The film narrative is told by means of a commentary, partly in voice-over and partly spoken by a shadow – a hint to the imaginary world of movies associated with the hat. While depicting the destiny of a family company, the film leads us through the creation and consolidation of a brand that owes so much to the cinema. From the interviews with direct and indirect witnesses the picture of two different worlds emerges: the small provincial town with its entrepreneurs, its workers and local historians, and on the other hand the movie star system with its celebrities and luminaries (Robert Redford, Jean Claude Carrière, Piero Tosi, Deborah Nadoolman Landis). These two worlds merge into one dialogue, whose trait d'union is in fact the Borsalino.

The hat owes its name to Giuseppe Borsalino, who in 1857, right after having obtained the title of “Qualified Master Hatmaker” in Paris, founded the first fulling plant in Alessandria together with his brother Lazzaro.

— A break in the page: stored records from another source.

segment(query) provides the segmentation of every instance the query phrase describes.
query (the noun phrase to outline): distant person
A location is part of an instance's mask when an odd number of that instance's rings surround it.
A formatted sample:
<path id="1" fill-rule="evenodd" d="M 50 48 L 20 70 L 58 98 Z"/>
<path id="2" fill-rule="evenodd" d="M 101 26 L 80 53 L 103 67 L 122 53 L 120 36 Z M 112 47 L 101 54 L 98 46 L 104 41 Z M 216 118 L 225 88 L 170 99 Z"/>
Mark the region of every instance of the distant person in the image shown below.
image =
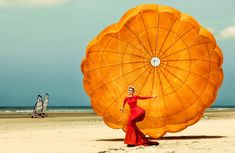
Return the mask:
<path id="1" fill-rule="evenodd" d="M 38 117 L 41 115 L 42 115 L 42 96 L 38 95 L 36 104 L 34 106 L 32 117 Z"/>
<path id="2" fill-rule="evenodd" d="M 45 98 L 43 100 L 43 104 L 42 104 L 42 116 L 47 116 L 46 115 L 46 110 L 48 107 L 48 103 L 49 103 L 49 94 L 46 93 Z"/>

Production rose fast, from 35 hats a day to 2000 at the end of the century. Giuseppe had two great intuitions: industrial mass production and the opening of new markets. He himself made many long journeys to promote his new hat, from Europe to Latin America, from the United States to New Zealand. Thanks to an efficient salesmen network, by the end of the Nineteenth century the reputation of the hat's high quality was established. Teresio Borsalino took over the company at his father’s death in 1900; still the road to success was paved with obstacles. His cousin Giovanni Battista, who felt betrayed after being pushed out of the family business, opened a rival hat company in Alessandria – “G.B. Borsalino fu Lazzaro & C.”. The two companies engaged in a commercial battle fought with manifestos and industrial films, a battle that endured until the Antica casa madre bought the Nuova Borsalino in 1938. In the first two decades of the Twentieth century Borsalino’s fame grew in every continent, boosted by ad campaigns aimed at consolidating its traditional middle-class clientele, as well as reaching the expanding cultural and movie industries. From that moment on, the company looked at new ways of brand promotion, amongst which modern industrial movies of the highest quality.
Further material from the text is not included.